Unfortunately, no this isn't something you could easily check at compile time. Well - at least not if you aren't restricting the operations on your type. If your goal is simply to check that a number literal is non-zero, you could easily write a macro that checks this property. However, I do not see any benefit in proving that a negative literal is indeed negative.
The problem isn't a limitation of Scala - which has a very strong type system - but the fact that (in a reasonably complex program) you can't statically know every possible state. You can however try to overapproximate the set of all possible states.
Let us consider the example of introducing a type NegativeNumber that only ever represents a negative number. For simplicity, we define only one operation: plus.
Say you would only allow addition of multiple NegativeNumber, then, the type system could be used to guarantee that each NegativeNumber is indeed a negative number. But this seems really restrictive, so a useful example would certainly allow us to add at least a NegativeNumber and a general Int.
What if you had an expression val z: NegativeNumber = plus(x, y) where you don't know the value of x and y statically (maybe they are returned by a function). How do you know (statically) that z is indead a negative number?
An approach to solve the problem would be to introduce Abstract Interpretation which must be run on a representation of your program (Source Code, Abstract Syntax Tree, ...).
For example, you could define a Lattice on the numbers with the following elements:
Top: all numbers
+: all positive numbers
0: the number 0
-: all negative numbers
Bottom: not a number - only introduced that each pair of elements has a greatest lower bound
with the ordering Top > (+, 0, -) > Bottom.
Then you'd need to define semantics for your operations. Taking the commutative method plus from our example:
plus(Bottom, something) is always Bottom, as you cannot calculate something using invalid numbers
plus(Top, x), x != Bottom is always Top, because adding an arbitrary number to any number is always an arbitrary number
plus(+, +) is +, because adding two positive numbers will always yield a positive number
plus(-, -) is -, because adding two negative numbers will always yield a negative number
plus(0, x), x != Bottom is x, because 0 is the identity of the addition.
The problem is that
plus - + will be Top, because you don't know if it's a positive or negative number.
So to be statically safe, you'd have to take the conservative approach and disallow such an operation.
There are more sophisticated numerical domains but ultimately, they all suffer from the same problem: They represent an overapproximation to the actual program state.
I'd say the problem is similar to integer overflow/underflow: Generally, you don't know statically whether an operation exhibits an overflow - you only know this at runtime.

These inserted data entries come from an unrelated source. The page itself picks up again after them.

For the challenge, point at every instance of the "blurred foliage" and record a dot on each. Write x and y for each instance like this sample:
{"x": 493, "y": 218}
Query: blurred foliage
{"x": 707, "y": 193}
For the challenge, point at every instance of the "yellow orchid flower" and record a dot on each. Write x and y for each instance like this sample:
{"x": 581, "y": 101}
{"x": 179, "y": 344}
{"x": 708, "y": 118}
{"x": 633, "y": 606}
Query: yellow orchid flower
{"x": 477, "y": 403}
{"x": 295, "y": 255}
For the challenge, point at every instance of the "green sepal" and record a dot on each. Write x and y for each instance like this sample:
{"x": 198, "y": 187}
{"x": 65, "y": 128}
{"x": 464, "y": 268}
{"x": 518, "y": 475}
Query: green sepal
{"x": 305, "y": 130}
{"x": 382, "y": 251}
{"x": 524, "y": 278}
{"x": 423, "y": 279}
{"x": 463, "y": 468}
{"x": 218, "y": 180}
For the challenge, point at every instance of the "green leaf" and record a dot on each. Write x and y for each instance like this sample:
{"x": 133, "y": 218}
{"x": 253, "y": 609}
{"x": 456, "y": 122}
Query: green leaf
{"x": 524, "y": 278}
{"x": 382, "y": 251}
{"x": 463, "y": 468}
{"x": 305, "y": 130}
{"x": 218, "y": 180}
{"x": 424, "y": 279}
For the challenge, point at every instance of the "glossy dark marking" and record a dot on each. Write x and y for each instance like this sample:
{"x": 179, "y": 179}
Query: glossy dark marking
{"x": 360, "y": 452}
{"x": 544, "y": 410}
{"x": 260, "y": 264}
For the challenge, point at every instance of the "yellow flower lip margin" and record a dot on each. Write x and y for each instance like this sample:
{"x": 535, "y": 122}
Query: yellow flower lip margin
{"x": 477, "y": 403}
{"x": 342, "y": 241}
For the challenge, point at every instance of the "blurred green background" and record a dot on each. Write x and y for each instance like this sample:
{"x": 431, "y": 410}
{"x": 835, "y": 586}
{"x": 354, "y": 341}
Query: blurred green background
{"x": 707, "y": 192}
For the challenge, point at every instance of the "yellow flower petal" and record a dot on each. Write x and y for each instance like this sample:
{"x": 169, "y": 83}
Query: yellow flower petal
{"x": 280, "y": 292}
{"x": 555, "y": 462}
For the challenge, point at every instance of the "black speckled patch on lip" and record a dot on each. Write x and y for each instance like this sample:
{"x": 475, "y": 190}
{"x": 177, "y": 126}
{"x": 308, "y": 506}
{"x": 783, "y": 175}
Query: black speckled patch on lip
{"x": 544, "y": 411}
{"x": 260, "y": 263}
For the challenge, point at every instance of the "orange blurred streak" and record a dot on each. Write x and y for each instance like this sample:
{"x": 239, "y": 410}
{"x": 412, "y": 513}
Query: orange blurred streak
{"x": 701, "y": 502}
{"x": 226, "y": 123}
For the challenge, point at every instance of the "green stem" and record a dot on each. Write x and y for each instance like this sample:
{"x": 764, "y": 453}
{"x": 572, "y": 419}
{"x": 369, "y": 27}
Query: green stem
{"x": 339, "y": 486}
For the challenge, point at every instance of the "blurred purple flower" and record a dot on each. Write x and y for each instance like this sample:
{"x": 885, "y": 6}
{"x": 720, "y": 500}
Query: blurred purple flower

It could be possible if SIP-23 was implemented, using implicit parameters as a form of refinement types. However, it would be of questionable value though as the Scala compiler and type system is not really not well equipped for proving interesting things about for example integers. For that it would be much nicer to use a language with dependent types (Idris etc.) or refinement types checked by an SMT solver (LiquidHaskell etc.).

Related

Conversion und comparison between Long and Double in Scala

I'm playing around with Scala AnyVal Types and having trouble to unterstand the following: I convert Long.MaxValue to Double and back to Long. As Long (64bit) can hold more digits than Double's mantissa (52 bits), I expected that this conversion will make some data be lost, but somehow this is not the case:
Long.MaxValue.equals(Long.MaxValue.toDouble.toLong) // is true
I thought there is maybe some magic/optimisation in Long.MaxValue.toDouble.toLong such that the conversion is not really happening. So I also tried:
Long.MaxValue.equals("9.223372036854776E18".toDouble.toLong) // is true
If I evaluate the expression "9.223372036854776E18".toDouble.toLong, this gives:
9223372036854775807
This really freaks me out, the last 4 digits seem just to pop up from nowhere!
First of all: as usual with questions like this, there is nothing special about Scala, all modern languages (that I know of) use IEEE 754 floating point (at least in practice, if the language specification doesn't require it) and will behave the same, just with different type and operation names.
Yes, data is lost. If you try e.g. (Long.MaxValue - 1).toDouble.toLong, you'll still get Long.MaxValue back. You can find the next smallest Long you can get from someDouble.toLong as follows:
scala> Math.nextDown(Long.MaxValue.toDouble).toLong
res0: Long = 9223372036854774784
If I evaluate the expression "9.223372036854776E18".toDouble.toLong, this gives:
9223372036854775808
This really freaks me out, the last 4 digits seem just to pop up from nowhere!
You presumably mean 9223372036854775807. 9.223372036854776E18 is of course actually larger than that: it represents 9223372036854776000. But you'll get the same result if you use any other Double larger than Long.MaxValue as well, e.g. 1E30.toLong.
Just remark, Double and Long values in Scala are equivalent of primitive types double and long.
The result of Long.MaxValue.toDouble is in reality bigger then Long.MaxValue, the reason is, that value is rounded. Next conversion i.e. Long.MaxValue.toDouble.toLong is "rounded" back to the value of Long.MaxValue.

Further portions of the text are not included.